Smith-Hobby Boer goat sale
http://www.dvauction.com/events/view/23535


----------



## toth boer goats (Jul 20, 2008)

I have watched some of those but my internet wasn't good enough to enjoy it....but.. what I could see of it... they are pretty neat....and have some nice animals going through... :thumb: 

Do you ever buy from those internet Auctions?


----------



## Tenacross (May 26, 2011)

No I haven't, but I maybe would. Transportation would be the problem.
They had an auction in southern Wa. awhile back. I wanted to go, but had a horse running and couldn't make it. I saw some of that on the internet. I should have bought something. Hehe. The Showstopper is coming up from La. I like the EGGS. Their website is irritating though. I would like to know more about flushes. The sale that prompted this post had some big money sellers. Like $3000 range.


----------



## toth boer goats (Jul 20, 2008)

I'd love to purchase some of those... but ...yep like you said... it is so far away...

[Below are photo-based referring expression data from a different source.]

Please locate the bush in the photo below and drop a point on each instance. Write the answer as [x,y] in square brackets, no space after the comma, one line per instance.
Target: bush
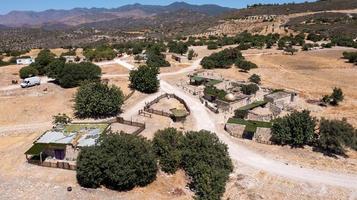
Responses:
[167,147]
[334,135]
[98,100]
[249,89]
[296,129]
[206,160]
[255,79]
[73,74]
[89,167]
[28,71]
[145,79]
[121,162]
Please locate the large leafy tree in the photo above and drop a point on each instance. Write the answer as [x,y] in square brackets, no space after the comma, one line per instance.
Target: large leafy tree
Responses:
[206,160]
[145,79]
[129,161]
[98,100]
[167,147]
[334,135]
[296,129]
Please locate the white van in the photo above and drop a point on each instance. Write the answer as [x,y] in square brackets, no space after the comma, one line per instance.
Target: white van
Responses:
[32,81]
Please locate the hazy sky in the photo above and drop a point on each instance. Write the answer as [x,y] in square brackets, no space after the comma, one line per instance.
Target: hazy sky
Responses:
[38,5]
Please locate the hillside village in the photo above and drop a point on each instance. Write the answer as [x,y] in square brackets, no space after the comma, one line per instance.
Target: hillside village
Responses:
[250,108]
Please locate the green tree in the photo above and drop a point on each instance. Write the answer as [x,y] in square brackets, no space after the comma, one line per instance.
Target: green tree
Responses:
[73,74]
[167,147]
[145,79]
[249,89]
[206,160]
[255,79]
[295,129]
[98,100]
[129,161]
[28,71]
[334,135]
[89,167]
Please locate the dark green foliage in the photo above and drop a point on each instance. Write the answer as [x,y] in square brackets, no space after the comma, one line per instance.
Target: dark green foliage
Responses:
[97,100]
[241,114]
[177,47]
[249,89]
[44,58]
[129,161]
[222,59]
[334,135]
[121,162]
[167,147]
[89,167]
[145,79]
[155,58]
[296,129]
[214,92]
[73,74]
[212,45]
[336,96]
[28,71]
[245,65]
[100,53]
[206,160]
[255,78]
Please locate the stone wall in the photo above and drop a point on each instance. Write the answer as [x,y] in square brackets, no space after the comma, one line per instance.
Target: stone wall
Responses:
[262,135]
[235,130]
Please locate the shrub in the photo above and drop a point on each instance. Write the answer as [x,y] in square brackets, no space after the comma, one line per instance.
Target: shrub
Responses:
[73,74]
[245,65]
[145,79]
[89,167]
[97,100]
[129,161]
[28,71]
[255,79]
[296,129]
[249,89]
[167,147]
[334,135]
[206,160]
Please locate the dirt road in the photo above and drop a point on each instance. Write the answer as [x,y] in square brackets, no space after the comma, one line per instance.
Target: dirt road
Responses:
[204,120]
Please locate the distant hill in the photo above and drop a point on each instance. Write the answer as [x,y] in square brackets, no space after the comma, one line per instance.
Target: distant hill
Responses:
[285,9]
[78,16]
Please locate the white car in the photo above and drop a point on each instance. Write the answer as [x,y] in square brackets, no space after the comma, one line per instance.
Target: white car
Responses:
[32,81]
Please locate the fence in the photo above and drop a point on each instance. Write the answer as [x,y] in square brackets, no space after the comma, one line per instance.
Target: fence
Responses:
[163,113]
[141,126]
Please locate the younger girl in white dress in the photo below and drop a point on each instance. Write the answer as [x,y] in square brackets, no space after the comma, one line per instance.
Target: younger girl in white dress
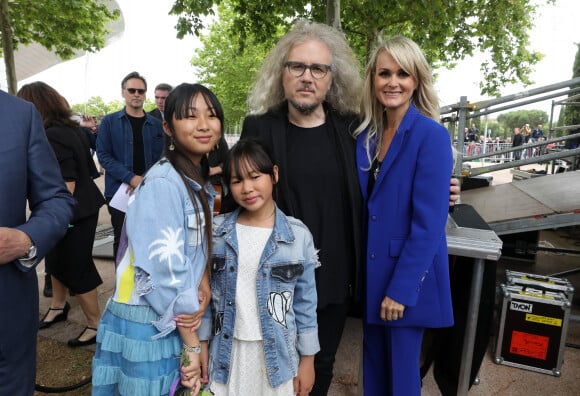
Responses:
[265,332]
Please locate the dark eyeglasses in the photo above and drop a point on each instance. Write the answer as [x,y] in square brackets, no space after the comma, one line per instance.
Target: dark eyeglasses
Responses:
[133,90]
[297,69]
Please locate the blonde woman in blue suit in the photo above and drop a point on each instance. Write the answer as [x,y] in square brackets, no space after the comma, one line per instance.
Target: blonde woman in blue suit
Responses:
[404,162]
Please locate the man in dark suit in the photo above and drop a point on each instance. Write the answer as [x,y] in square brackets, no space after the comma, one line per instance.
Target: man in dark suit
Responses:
[29,173]
[304,114]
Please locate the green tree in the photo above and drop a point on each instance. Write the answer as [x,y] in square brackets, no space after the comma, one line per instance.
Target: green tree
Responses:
[227,68]
[448,31]
[95,106]
[61,26]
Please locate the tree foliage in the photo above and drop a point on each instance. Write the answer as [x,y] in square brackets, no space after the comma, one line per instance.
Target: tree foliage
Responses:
[448,31]
[227,68]
[61,26]
[95,106]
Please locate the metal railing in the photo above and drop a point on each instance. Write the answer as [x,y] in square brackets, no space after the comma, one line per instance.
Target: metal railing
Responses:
[458,113]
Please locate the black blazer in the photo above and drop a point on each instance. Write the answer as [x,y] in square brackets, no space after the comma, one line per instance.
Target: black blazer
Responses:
[271,129]
[72,149]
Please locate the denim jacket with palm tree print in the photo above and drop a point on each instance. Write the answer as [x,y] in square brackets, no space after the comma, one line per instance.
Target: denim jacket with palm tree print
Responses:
[167,247]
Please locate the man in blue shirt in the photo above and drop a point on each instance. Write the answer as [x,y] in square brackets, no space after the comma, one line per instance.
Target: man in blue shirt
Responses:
[129,142]
[29,175]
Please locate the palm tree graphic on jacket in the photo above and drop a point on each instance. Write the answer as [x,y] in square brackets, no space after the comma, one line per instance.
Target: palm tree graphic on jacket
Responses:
[167,248]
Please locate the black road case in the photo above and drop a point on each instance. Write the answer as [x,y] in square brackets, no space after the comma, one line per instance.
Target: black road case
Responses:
[533,323]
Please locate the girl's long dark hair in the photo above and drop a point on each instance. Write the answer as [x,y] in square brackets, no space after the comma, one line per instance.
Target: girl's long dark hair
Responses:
[178,105]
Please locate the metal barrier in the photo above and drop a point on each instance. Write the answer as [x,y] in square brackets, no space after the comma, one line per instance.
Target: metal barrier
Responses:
[458,113]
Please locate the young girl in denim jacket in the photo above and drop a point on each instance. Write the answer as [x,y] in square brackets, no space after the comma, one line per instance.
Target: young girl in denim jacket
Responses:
[140,350]
[265,332]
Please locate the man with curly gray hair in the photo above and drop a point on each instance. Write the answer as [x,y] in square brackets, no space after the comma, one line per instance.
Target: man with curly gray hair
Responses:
[303,107]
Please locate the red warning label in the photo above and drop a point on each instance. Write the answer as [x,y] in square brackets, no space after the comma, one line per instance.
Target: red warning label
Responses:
[530,345]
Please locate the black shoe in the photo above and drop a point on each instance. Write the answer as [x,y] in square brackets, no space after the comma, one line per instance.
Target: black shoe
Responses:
[47,290]
[75,342]
[61,317]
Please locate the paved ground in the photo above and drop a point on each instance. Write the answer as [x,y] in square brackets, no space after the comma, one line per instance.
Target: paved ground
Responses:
[495,379]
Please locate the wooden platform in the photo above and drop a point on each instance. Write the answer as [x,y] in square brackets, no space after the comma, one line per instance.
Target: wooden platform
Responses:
[550,201]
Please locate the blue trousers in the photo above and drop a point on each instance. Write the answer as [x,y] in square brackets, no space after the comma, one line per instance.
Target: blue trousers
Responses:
[391,360]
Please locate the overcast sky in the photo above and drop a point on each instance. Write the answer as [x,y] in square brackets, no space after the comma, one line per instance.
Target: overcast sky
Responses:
[149,46]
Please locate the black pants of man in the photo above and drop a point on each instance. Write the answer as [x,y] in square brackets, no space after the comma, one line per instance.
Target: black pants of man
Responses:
[446,344]
[117,220]
[331,322]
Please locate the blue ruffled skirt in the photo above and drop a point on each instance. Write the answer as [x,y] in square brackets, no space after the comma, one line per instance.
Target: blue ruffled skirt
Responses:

Oh... I like the Eggs lines too... I agree their website doesn't have enough enough on it.....

Wow... $3,000 is alot for this bad economy... they must of been real exceptional... :hi5: :wink:


----------



## Tenacross (May 26, 2011)

toth boer goats said:


> Oh... I like the Eggs lines too...:


I see that. I've seen your website.


----------



## toth boer goats (Jul 20, 2008)

:thumbup: :hi5:


----------